The Emperor has no Clothes

2013-10-17

“In theory, theory and practice are the same. In practice, they are not.” — Albert Einstein

The original Dynamo paper created a wave of interest in the CAP theorem and gave rise to the recent crop of distributed databases: Cassandra, Riak, et al. These systems are generally AP where C can be tuned to provide some guarantee of consistency, i.e. they do their best to provide CAP according to the application’s needs. For instance, you might have a cluster of 5 nodes where a write to the cluster will return success if 3 of the nodes acknowledge the write. The cluster will still be available even if two of the machines fail.

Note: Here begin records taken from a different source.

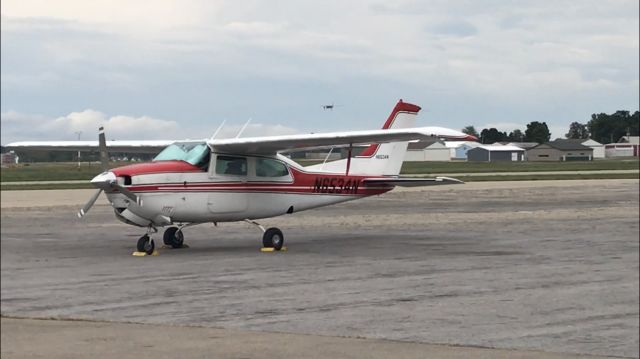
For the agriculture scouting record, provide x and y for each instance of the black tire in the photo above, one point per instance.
(273, 238)
(145, 244)
(173, 237)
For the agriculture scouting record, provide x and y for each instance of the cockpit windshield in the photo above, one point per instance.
(193, 152)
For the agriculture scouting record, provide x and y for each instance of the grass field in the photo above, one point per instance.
(70, 171)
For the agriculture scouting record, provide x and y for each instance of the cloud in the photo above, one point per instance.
(195, 60)
(458, 28)
(21, 127)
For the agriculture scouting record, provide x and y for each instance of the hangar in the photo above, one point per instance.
(429, 150)
(627, 146)
(560, 150)
(459, 148)
(490, 153)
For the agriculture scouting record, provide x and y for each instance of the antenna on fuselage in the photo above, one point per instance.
(218, 130)
(243, 127)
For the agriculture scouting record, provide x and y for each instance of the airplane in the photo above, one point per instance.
(247, 179)
(329, 107)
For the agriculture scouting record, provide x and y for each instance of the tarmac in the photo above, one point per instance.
(543, 269)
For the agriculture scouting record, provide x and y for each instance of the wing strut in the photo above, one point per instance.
(349, 158)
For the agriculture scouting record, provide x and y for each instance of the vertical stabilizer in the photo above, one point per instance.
(379, 159)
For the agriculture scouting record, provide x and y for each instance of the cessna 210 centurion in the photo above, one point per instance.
(245, 179)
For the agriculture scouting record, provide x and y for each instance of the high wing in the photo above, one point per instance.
(411, 182)
(274, 144)
(147, 146)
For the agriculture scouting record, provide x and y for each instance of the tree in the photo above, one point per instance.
(609, 128)
(492, 135)
(537, 132)
(470, 130)
(516, 136)
(577, 130)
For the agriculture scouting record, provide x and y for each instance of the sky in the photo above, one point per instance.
(166, 69)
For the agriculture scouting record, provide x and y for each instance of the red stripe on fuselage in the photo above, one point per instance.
(303, 183)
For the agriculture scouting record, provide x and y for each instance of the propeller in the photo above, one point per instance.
(89, 204)
(106, 179)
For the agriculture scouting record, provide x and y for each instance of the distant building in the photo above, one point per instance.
(598, 148)
(427, 150)
(560, 150)
(459, 148)
(627, 146)
(491, 153)
(524, 145)
(9, 158)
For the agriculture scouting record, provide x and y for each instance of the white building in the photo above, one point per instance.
(459, 149)
(598, 148)
(430, 150)
(627, 146)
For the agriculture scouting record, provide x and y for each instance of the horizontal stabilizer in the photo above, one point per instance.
(411, 182)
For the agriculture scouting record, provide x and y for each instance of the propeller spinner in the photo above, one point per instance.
(107, 179)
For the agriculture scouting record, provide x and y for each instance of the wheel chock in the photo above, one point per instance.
(271, 249)
(164, 246)
(142, 254)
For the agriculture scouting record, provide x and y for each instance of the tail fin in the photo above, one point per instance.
(380, 159)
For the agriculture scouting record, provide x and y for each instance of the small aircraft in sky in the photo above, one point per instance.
(329, 107)
(246, 179)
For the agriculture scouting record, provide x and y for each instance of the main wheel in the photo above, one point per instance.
(173, 237)
(146, 244)
(273, 238)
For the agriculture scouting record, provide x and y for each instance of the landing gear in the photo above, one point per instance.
(273, 238)
(146, 244)
(173, 237)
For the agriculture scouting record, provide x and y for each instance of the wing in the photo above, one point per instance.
(411, 182)
(274, 144)
(92, 146)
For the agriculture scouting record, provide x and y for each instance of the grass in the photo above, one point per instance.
(52, 171)
(525, 166)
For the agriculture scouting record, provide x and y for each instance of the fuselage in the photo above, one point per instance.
(228, 187)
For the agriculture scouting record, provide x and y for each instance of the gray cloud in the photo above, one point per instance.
(466, 62)
(454, 28)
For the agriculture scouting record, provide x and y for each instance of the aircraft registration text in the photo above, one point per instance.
(336, 185)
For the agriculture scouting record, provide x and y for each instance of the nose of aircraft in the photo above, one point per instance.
(103, 180)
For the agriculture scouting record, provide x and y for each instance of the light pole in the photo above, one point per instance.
(79, 133)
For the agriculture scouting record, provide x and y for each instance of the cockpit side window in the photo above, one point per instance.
(231, 165)
(266, 167)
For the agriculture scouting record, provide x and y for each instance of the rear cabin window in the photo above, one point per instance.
(231, 165)
(270, 168)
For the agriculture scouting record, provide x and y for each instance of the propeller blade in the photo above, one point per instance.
(127, 193)
(89, 204)
(102, 146)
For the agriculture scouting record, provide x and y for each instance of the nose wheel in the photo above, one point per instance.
(173, 237)
(146, 244)
(273, 238)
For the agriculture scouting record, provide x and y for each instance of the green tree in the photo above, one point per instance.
(516, 136)
(606, 128)
(577, 130)
(492, 135)
(537, 132)
(470, 130)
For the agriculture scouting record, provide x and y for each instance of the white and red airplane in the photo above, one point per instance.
(245, 179)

In theory they are a great way to ensure availability to your application in the face of network failures. In practice, I believe these databases are so complex that they often provide less availability than a simpler CP system like a SQL database.

Consider:

Network failure cases are legion
Integration testing of high availability systems is extremely complicated
Reasoning about and debugging failures becomes much harder
Adding N machines increases your odds of network failure N-fold

As the recent series of Jepsen posts show, even the most highly regarded of these systems have serious bugs in their handling of network failures. Cascading failure happens. Split brain happens. Distributed databases do not scale linearly vs a single system; having a 5 node cluster will not handle 5x the throughput of a single system so your costs will increase super-linearly and your chances of network failure increase 5x (and thus exposing those hard-to-test network failure bugs). Distributed databases are useful only if:

You need scale beyond what one system can provide
You are willing to accept the server and administration costs
You can test the network failure cases you wish to handle

My belief is simple: avoid distributed databases if possible. You will pay a heavy tax for their use.